Федор Сологуб - Том 6. Заклинательница змей
И не случайно, не случайно в глубокой древности в египетских мистериях, не случайно посвященного погружали в гипнотический таинственный сон и внушали, что он умер телесно, и только восстав из этого сна, он делался посвященным. Только тогда мы будем мудры, если все будем поэтами, а поэтами все мы имеем право быть, потому что всем нам этот опыт может быть доступен, только надо быть смелыми! Ведь символизм – это пафос, это дерзание. Жизнь должна быть дерзанием, должна быть мятежом. А для того чтобы она была мятежной, надо ее растревожить, и только пафос смерти вносит должную тревогу. А мы шутим над смертью, шутим, как пошутил Рабле: «Веап qui moriunt in Domino»[19]. Вот этот ужасный предсмертный каламбур теперь как будто на устах у многих. Morituri in Dcimino[20] – так не должно быть. Вот почему я защищаю символизм, который полагает, что искусство – огонь, с которым шутить нельзя.
(Аплодисменты.)
Вячеслав Иванов. Искусство как символизм*
Милостивые государыни и милостивые государи! Недолго я буду утруждать ваше внимание. Говорено было о новой школе символизма уже достаточно. Я вынес то впечатление, что большей частью нас, символистов, хвалили, провозглашали наше направление победоносным. Я не знаю ничего по этому поводу. Что касается символизма не нашего направления, – господа, я один из символистов, – то он победил. Объяснюсь.
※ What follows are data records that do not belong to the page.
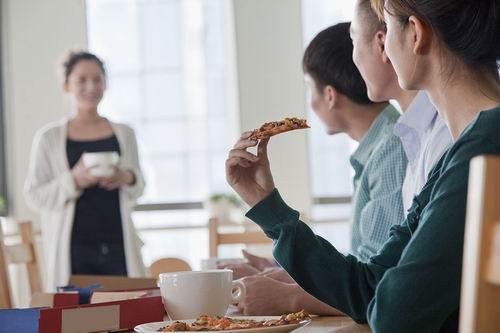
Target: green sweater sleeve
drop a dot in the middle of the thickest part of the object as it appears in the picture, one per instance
(341, 281)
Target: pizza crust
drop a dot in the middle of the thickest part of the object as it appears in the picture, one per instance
(270, 129)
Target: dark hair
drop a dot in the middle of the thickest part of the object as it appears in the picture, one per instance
(470, 29)
(71, 58)
(371, 20)
(328, 60)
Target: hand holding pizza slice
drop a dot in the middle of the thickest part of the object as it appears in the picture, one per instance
(276, 127)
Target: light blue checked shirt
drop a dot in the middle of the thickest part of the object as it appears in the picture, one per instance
(380, 165)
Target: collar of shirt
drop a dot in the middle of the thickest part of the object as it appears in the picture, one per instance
(372, 138)
(413, 124)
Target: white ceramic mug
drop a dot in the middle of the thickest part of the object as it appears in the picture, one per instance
(101, 164)
(187, 295)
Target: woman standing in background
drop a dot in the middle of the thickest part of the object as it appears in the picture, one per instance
(86, 220)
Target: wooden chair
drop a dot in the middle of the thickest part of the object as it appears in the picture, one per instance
(167, 265)
(480, 297)
(23, 253)
(247, 237)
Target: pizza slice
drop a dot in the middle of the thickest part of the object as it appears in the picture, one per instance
(276, 127)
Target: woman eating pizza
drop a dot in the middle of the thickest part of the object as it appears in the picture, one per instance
(450, 49)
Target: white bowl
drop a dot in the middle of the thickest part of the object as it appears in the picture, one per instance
(101, 164)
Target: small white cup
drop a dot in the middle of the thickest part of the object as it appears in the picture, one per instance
(187, 295)
(101, 164)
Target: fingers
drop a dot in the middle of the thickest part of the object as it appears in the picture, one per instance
(244, 144)
(243, 154)
(245, 135)
(262, 148)
(236, 161)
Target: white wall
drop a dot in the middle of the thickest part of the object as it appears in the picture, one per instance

Совершенно не важно для общего учета жизни, каким образом будут оценены деятели, скажем, последних двух десятилетий, будет ли оценка высока или сравнительно низка. Скорее всего, будет переменчива: в одну эпоху более высокая, в другую более низкая. Такому опыту учит нас история литературы вообще. Вовсе не это важно, а важно то, что утверждено известное общее основоположение.
В самом деле, господа, если вы послушаете наши рассуждения или почитаете наши теоретические писания, то зачастую вы встретитесь с такими утверждениями: Данте и Эсхил – символисты. Что это значит? Это значит, что мы упраздняем самих себя. Да, мы упраздняем самих себя как школу; не то что мы от чего-нибудь отступаем и хотим сделаться другими людьми, другими писателями, – нет, наоборот, мы остаемся вполне верными себе и раз начатой нами деятельности. Дело заключается в том, что истинный символист заботится, конечно, не о судьбе того, что принято признавать школой, направлением, определенно очерчивая это понятие хронологически и именами деятелей, – он заботится о том, чтобы установить яркий общий принцип, принцип, который стремился бы утвердить символизм. Это символизм всякого истинного искусства. Мы убеждены, что этой цели достигли, что символизм отныне навсегда утвержден как принцип всякого истинного искусства, из чего вовсе не следует, что мы хорошо применяли этот принцип. Быть может, окажется, что мы, именно мы, утвердившие этот принцип, мы были вместе с тем самыми недостойными применителями его. Так, на практике символисты не всегда оправдывали свое название и по существу дела вовсе не были ими.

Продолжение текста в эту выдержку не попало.